If $$\psi(p,n)=\int_0^a\phi(p,x)\cos(nx)dx,$$ then $$\frac{\pi}{2}\int_0^a\phi(p,x)\phi(q,nx)dx=\int_0^\infty \psi(q,x)\psi(p,nx)dx$$
I tried proving this, but with not much success. First, I wrote $$\psi(q,x)\psi(p,nx)=\int_0^a\int_0^a\phi(q,u)\phi(p,v)\cos(xu)\cos(nxv)dudv$$ Then I guess we have $$\int_0^\infty\psi(q,x)\psi(p,nx)dx=\int_0^\infty\int_0^a\int_0^a\phi(q,u)\phi(p,v)\cos(xu)\cos(nxv)dudvdx,$$ but this looks just awful. It's hard to believe that expression would somehow reduce to the desired one.

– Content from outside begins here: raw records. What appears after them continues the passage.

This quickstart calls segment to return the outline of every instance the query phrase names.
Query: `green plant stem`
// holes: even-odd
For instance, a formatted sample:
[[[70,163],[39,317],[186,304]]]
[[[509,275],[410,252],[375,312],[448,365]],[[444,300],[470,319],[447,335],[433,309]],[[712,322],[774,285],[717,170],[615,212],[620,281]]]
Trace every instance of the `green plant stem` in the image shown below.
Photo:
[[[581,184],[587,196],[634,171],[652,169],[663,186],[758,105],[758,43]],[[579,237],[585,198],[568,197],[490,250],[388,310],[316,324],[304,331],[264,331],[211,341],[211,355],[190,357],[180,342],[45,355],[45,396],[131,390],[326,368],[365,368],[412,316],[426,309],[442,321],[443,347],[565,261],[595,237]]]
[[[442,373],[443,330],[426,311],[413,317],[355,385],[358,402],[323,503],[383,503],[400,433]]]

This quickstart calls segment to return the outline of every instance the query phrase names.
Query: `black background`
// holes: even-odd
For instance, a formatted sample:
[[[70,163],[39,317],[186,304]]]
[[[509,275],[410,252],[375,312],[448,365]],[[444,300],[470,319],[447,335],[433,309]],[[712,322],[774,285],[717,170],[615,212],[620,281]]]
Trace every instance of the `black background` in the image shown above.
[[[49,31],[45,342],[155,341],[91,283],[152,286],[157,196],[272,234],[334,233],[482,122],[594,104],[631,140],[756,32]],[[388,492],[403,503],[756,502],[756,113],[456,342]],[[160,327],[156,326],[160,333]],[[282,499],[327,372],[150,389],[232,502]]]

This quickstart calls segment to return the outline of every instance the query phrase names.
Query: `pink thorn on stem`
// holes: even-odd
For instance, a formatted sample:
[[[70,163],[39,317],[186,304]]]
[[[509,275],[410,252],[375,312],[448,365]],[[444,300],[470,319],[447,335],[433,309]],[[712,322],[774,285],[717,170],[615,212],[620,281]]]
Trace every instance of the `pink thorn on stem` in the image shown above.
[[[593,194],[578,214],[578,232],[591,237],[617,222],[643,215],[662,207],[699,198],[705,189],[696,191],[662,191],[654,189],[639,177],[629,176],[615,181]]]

If there is a way to go about it like this perhaps it is via some clever substitution or change of variables, but seeing as so little is known about $\phi$, I don't imagine there'd be much to work with.
Does anyone know how to prove Ramanujan's result?
This appears to be just a slight modification of Parseval's theorem for the Fourier cosine transform, which is just the Fourier transform of the even extension of a function.
If the Fourier cosine transform of a function $f$ is defined as $$\hat{f_c} (\omega) = \int_{0}^{\infty} f(t) \cos(\omega t) \, \mathrm dt,$$ then inverse Fourier cosine transform is $$f(x) = \frac{2}{\pi} \int_{0}^{\infty} \hat{f_c}(\omega) \cos(x \omega ) \, \mathrm d \omega. $$
(Some textbooks scale it differently.)
Note that in this particular problem we're dealing with a piecewise-defined function that is zero for $x >a$.
Then, when switching the order of integration can be justified, we have $$\begin{align} \int_{0}^{\infty} \psi(q,x)\psi(p,nx) \, \mathrm dx &= \int_{0}^{\infty}\psi(q,x) \int_{0}^{a} \phi (p,t) \cos (nxt) \, \mathrm d t \, \mathrm dx \\ &= \int_{0}^{a} \phi (p,t) \int_{0}^{\infty} \psi(q,x)\cos (nxt ) \, \mathrm dx \, \mathrm d t \\ &= \frac{\pi}{2}\int_{0}^{a} \phi(p,t) \phi (q,n t) \, \mathrm d t . \end{align}$$